We live in a globalized world. We are connected by international politics, economics, culture and environment. The diversity and interconnectedness I encountered in the past month was at times disturbing but often beautiful. In the spirit of my work here, which focused on reflection and learning, I will try to draw some lessons.
- Generosity. Sharing, giving and welcoming those in need are common practices here. This appears to create a sense of community amongst people which transcends day to day hardships. As many of these people live on less than $1 per day, technically they are poor. What is the value of happiness stimulated by connections with family, friends, and community?
- Divisions. The rural-urban divide continues to widen. Most development efforts appear to be focused in the cities. Apparently this is a result of the argument that most income is generated in the capital. Still, often national accounting doesn’t include rural people’s use of natural resources for health, food and energy.

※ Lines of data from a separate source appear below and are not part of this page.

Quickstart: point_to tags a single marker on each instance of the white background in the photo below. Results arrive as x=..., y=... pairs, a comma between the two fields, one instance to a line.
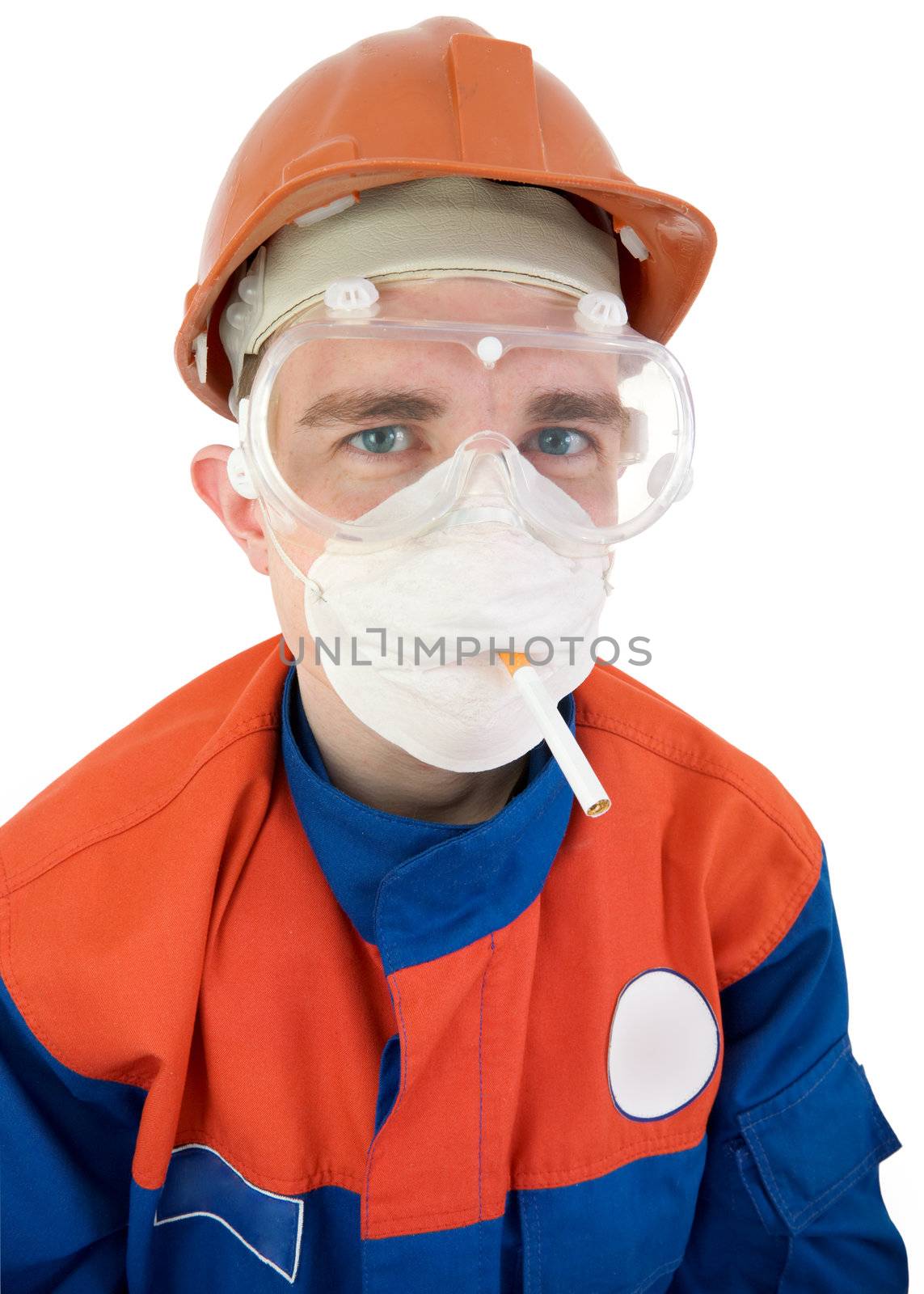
x=782, y=597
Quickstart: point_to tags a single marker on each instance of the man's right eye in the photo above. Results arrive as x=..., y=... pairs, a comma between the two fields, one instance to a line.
x=381, y=440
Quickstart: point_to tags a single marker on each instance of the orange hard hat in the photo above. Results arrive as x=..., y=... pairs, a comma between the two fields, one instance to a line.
x=441, y=97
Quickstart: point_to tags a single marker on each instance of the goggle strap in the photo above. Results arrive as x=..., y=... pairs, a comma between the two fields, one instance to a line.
x=284, y=556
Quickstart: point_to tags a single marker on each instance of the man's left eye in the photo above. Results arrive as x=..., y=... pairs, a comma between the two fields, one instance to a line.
x=558, y=440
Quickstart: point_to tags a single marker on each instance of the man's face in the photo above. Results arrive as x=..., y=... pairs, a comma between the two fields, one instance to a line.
x=351, y=422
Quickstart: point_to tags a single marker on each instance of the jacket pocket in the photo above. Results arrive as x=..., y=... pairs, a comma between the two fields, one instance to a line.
x=810, y=1143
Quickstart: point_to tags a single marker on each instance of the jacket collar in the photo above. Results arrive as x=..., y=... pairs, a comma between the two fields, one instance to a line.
x=421, y=890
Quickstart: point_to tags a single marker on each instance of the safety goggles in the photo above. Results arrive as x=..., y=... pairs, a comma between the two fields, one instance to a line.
x=370, y=418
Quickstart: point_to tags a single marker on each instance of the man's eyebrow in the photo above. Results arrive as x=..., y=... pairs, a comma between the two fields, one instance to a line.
x=562, y=407
x=359, y=407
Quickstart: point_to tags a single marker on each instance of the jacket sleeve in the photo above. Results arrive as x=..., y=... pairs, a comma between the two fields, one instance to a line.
x=790, y=1197
x=66, y=1147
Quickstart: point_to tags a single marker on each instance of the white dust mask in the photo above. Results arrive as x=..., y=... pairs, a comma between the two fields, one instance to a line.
x=396, y=631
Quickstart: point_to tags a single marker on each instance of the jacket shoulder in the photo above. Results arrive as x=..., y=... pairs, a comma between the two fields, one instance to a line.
x=146, y=763
x=719, y=814
x=110, y=873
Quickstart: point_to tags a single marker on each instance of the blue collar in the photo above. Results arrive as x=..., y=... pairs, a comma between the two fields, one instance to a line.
x=422, y=890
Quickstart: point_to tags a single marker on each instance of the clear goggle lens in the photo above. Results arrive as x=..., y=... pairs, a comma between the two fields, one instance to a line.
x=347, y=413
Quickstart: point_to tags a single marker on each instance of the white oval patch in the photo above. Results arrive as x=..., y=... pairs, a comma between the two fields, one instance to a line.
x=663, y=1045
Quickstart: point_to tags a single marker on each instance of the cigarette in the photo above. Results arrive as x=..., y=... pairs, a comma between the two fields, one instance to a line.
x=571, y=759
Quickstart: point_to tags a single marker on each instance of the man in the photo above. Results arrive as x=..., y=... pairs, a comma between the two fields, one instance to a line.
x=327, y=974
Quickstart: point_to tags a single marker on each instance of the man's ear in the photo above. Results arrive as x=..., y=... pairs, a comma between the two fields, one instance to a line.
x=241, y=517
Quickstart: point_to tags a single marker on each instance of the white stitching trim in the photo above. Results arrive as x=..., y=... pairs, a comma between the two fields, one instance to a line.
x=200, y=1145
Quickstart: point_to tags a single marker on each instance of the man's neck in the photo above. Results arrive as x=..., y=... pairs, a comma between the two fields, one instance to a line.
x=381, y=774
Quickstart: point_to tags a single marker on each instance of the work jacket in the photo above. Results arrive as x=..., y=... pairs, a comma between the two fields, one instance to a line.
x=545, y=1054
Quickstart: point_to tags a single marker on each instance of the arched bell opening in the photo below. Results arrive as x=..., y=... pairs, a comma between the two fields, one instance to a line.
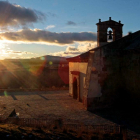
x=75, y=88
x=109, y=35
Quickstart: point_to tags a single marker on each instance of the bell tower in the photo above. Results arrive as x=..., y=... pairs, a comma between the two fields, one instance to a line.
x=103, y=35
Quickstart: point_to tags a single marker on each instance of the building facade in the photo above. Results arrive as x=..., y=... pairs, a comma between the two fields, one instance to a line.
x=107, y=75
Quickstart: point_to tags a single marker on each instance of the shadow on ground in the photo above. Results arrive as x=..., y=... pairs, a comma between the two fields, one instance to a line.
x=131, y=119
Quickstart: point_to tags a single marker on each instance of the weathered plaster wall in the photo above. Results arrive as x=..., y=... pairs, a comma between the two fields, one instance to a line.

- Connectivity. Another divide exists based on connectivity. Where Internet is accessible, people thrive with new information. Those not connected continue to be isolated. As one villager put it when questioned about the importance of communication: “Information is Knowledge”. This often results in improved, heath, education, diet and incomes to name a few.
- Diversity. Each country has their music, food and traditions. As McDonald’s and Starbucks make their way across the globe, I hope societies find ways to improve livelihoods while valuing diversity. It is clear that there is no one ‘right path’ and that we need to learn from each other.
Tomorrow I return to my home in Canada. The rhythms of West Africa will not be forgotten.